Discrete Divalent Rare‐Earth Cationic ROP Catalysts: Ligand‐Dependent Redox Behavior and Discrepancies with Alkaline‐Earth Analogues in a Ligand‐Assisted Activated Monomer Mechanism

The first solvent‐free cationic complexes of the divalent rare‐earth metals, [{RO}RE II ] + [A] − (RE II =Yb II , 1 ; Eu II , 2 ) and [{LO}RE II ] + [A] − ([A] − =[H 2 N{B(C 6 F 5 ) 3 } 2 ] − ; RE II =Yb II , 3 ; Eu II , 4 ), have been prepared by using highly chelating monoanionic aminoether‐fluoroalkoxide ({RO} − ) and aminoether‐phenolate ({LO} − ) ligands. Complexes 1 and 2 are structurally related to their alkaline‐earth analogues [{RO}AE] + [A] − (AE=Ca, 5 ; Sr, 6 ). Yet, the two families behave very differently during catalysis of the ring‐opening polymerization (ROP) of L ‐lactide ( L ‐LA) and trimethylene carbonate (TMC) performed under immortal conditions with excess BnOH as an exogenous chain‐transfer agent.
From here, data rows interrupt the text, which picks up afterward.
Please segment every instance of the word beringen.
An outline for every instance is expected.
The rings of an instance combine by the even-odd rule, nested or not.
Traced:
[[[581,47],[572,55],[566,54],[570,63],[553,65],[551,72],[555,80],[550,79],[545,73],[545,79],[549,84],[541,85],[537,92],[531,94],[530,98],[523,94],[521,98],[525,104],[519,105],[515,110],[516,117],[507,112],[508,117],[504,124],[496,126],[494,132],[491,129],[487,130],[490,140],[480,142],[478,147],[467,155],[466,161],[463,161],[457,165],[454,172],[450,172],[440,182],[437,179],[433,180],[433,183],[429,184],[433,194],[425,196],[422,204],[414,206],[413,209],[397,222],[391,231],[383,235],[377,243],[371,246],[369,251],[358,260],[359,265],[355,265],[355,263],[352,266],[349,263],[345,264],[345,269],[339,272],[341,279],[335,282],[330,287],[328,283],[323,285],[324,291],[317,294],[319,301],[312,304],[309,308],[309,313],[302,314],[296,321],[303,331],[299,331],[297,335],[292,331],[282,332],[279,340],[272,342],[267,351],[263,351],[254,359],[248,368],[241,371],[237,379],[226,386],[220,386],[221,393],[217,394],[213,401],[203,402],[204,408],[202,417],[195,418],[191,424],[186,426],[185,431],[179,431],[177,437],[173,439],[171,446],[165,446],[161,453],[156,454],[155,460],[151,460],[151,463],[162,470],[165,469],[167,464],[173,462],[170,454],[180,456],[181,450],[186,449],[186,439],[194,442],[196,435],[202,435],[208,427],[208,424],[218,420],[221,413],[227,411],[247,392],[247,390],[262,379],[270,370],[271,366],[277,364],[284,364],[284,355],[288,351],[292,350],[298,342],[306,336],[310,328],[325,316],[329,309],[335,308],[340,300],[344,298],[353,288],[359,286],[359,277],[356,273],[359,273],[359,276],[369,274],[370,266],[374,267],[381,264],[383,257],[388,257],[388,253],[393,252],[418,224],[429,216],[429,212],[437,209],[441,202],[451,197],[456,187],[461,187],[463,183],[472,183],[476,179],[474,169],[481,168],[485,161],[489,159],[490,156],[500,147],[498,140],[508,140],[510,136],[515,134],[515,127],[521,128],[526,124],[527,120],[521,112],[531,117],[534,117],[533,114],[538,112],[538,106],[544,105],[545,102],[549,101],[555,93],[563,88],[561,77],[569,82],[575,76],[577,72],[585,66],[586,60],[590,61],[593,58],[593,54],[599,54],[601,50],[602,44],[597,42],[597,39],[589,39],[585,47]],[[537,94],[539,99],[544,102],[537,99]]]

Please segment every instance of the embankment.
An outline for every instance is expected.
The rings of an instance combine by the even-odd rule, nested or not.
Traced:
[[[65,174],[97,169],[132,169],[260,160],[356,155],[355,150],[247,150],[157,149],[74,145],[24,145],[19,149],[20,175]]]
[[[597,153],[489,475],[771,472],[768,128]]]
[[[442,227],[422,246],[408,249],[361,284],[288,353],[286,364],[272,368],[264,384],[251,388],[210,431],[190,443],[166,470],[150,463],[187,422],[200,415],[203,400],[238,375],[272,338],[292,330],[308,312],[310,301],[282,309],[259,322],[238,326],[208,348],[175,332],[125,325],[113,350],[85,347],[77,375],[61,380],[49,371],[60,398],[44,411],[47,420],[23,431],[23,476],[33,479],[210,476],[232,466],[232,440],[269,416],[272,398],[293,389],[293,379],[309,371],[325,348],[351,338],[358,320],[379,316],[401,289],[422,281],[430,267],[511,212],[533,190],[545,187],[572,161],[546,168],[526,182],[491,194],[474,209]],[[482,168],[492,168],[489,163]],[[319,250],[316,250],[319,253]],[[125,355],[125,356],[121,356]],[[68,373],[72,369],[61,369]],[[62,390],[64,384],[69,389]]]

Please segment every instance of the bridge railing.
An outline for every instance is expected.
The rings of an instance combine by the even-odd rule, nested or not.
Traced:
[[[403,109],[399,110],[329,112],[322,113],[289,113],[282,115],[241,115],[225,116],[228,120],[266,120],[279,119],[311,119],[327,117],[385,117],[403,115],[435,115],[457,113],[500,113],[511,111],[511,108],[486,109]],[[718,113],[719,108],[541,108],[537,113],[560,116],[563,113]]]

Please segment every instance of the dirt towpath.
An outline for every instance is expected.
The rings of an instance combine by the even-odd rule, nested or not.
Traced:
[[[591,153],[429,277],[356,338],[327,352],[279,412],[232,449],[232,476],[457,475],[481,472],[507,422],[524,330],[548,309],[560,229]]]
The ligand was found to strongly influence the behavior of the RE II complexes during ROP catalysis. The fluoroalkoxide RE II catalysts 1 and 2 are not oxidized under ROP conditions, and compare very favorably with their Ca and Sr congeners 5 and 6 in terms of activity (turnover frequency (TOF) in the range 200–400 mol L‐LA (mol Eu  h −1 )) and control over the parameters during the immortal ROP of L ‐LA ( M n,theor ≈ M n,SEC , M w / M n <1.05). The Eu II ‐phenolate 4 provided one of the most effective ROP cationic systems known to date for L ‐LA polymerization, exhibiting high activity (TOF up to 1 880 mol L‐LA ⋅(mol Eu  h) −1 ) and good control ( M w / M n =1.05). By contrast, upon addition of L ‐LA the Yb II ‐phenolate 3 immediately oxidizes to inactive RE III species. Yet, the cyclic carbonate TMC was rapidly polymerized by combinations of 3 (or even 1 ) and BnOH, revealing excellent activities (TOF=5000–7000 mol TMC ⋅(mol Eu  h) −1 ) and unusually high control ( M n,theor ≈ M n,SEC , M w / M n <1.09); under identical conditions, the calcium derivative 5 was entirely inert toward TMC. Based on experimental and kinetic data, a new ligand‐assisted activated monomer ROP mechanism is suggested, in which the so‐called ancillary ligand plays a crucial role in the catalytic cycle. A coherent reaction pathway computed by DFT, compatible with the experimental data, supports the proposed scenario.